Panama Papers Demo — End-to-End Setup

This guide takes you from a fresh machine to running graph queries against the ICIJ Panama Papers dataset inside PostgreSQL. Allow about 15 minutes for a first-time setup.

Prerequisites

Requirement	Version	Notes
PostgreSQL	14, 15, 16, or 17	Homebrew, apt, or official installer
Rust	1.78+ stable	`rustup` recommended
cargo-pgrx	Latest	Must match your `pgrx` crate version

1. Install PostgreSQL

macOS (Homebrew)


brew install postgresql@17
brew services start postgresql@17
 
# Verify
psql --version
pg_isready

Ubuntu / Debian


sudo apt update
sudo apt install postgresql-17 postgresql-client-17
sudo systemctl enable --now postgresql
 
pg_isready

Verify


# Should print that PostgreSQL is accepting connections
pg_isready

2. Install Rust and cargo-pgrx


# Install Rust (skip if already installed)
curl --proto '=https' --tlsv1.2 -sSf https://sh.rustup.rs | sh
source $HOME/.cargo/env
 
# Install cargo-pgrx
cargo install --locked cargo-pgrx
 
# Initialize pgrx against your PostgreSQL installation
cargo pgrx init --pg17=$(which pg_config)
# Adjust the flag for your version: --pg14, --pg15, --pg16

3. Build and Install the pgGraph Extension

From the root of the evokoa-pgGraph repository:


cd graph
 
# Build and install into your local PostgreSQL
cargo pgrx install --release

Configure shared preload

Add the extension to postgresql.conf so GUC parameters register on startup:


# Find your postgresql.conf
psql -c "SHOW config_file;"
 
# Add this line (or use ALTER SYSTEM):
#   shared_preload_libraries = 'graph'

Then restart PostgreSQL:


# macOS (Homebrew)
brew services restart postgresql@17
 
# Linux
sudo systemctl restart postgresql

4. Download the Panama Papers Dataset

The raw CSV files are not included in the repository.
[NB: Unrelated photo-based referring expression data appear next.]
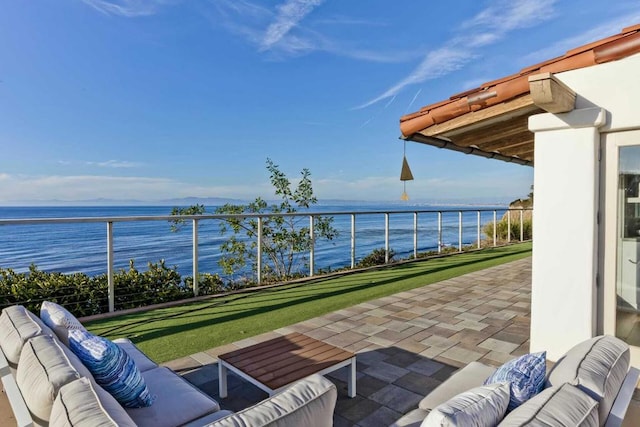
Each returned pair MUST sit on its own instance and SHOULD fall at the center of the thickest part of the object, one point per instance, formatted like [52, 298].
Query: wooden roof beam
[504, 143]
[550, 94]
[493, 133]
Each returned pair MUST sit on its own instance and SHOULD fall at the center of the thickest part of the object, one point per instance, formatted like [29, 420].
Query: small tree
[285, 239]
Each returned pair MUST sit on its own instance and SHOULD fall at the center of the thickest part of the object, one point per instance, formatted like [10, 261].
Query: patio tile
[471, 324]
[426, 367]
[355, 409]
[416, 383]
[406, 344]
[438, 341]
[382, 342]
[463, 355]
[498, 345]
[403, 359]
[356, 347]
[509, 337]
[367, 385]
[369, 329]
[396, 325]
[320, 333]
[432, 352]
[383, 416]
[371, 357]
[375, 320]
[385, 371]
[397, 398]
[344, 339]
[444, 373]
[470, 316]
[410, 344]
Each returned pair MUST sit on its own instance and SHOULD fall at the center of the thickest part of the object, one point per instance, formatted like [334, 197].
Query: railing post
[495, 229]
[479, 244]
[459, 231]
[353, 241]
[415, 235]
[195, 257]
[259, 252]
[386, 238]
[313, 243]
[439, 232]
[110, 285]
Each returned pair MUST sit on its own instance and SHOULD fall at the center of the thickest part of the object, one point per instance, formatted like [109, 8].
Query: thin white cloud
[290, 13]
[126, 8]
[280, 33]
[16, 188]
[605, 29]
[487, 27]
[118, 164]
[436, 64]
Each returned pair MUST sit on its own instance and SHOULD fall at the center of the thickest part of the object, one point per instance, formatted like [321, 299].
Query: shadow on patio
[406, 344]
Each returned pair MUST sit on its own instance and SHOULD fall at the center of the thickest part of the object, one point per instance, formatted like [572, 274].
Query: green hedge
[502, 228]
[85, 295]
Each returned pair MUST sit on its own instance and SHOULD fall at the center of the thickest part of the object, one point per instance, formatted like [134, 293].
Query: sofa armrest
[4, 365]
[309, 402]
[18, 406]
[620, 405]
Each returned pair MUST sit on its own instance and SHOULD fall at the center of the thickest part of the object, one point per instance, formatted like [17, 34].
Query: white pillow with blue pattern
[112, 368]
[525, 375]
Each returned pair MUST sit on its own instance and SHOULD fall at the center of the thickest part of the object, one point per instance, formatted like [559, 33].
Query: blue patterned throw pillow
[525, 376]
[112, 368]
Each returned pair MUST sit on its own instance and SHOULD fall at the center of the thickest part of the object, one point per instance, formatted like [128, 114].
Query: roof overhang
[498, 132]
[493, 120]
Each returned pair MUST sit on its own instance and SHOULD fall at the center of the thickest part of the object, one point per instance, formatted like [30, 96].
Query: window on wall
[628, 246]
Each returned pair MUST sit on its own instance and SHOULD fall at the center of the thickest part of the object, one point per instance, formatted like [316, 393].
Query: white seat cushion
[83, 403]
[481, 406]
[17, 326]
[59, 319]
[598, 367]
[176, 401]
[309, 403]
[472, 375]
[45, 366]
[555, 406]
[139, 358]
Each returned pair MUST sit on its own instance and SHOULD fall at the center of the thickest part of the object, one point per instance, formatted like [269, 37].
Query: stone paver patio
[407, 343]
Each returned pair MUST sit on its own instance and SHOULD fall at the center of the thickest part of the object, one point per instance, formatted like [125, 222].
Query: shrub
[502, 229]
[85, 295]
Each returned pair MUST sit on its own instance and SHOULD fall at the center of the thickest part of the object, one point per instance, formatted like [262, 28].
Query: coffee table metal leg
[222, 379]
[352, 378]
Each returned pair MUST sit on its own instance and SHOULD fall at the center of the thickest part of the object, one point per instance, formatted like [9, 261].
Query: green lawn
[171, 333]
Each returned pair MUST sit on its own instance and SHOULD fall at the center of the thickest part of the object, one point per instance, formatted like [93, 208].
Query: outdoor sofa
[591, 385]
[48, 385]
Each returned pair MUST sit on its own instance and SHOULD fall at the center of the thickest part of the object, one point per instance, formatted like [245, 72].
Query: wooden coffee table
[276, 363]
You must download them yourself from the ICIJ Offshore Leaks Database:

Download link: ICIJ Offshore Leaks Database

Download the full CSV archive and extract it. You will get a set of CSV files for nodes and relationships.

Place the files

Copy the extracted CSVs into test_data/panama_papers/ so your directory structure looks like this:


evokoa-pgGraph/
├── graph/
├── docs/
├── bench/
└── test_data/
    ├── README.md
    ├── load.sql
    └── panama_papers/          ← create this directory
        ├── nodes-addresses.csv
        ├── nodes-entities.csv
        ├── nodes-intermediaries.csv
        ├── nodes-officers.csv
        ├── nodes-others.csv
        └── relationships.csv

[!NOTE] The test_data/panama_papers/ directory is in .gitignore. The CSV files will not be committed to the repository.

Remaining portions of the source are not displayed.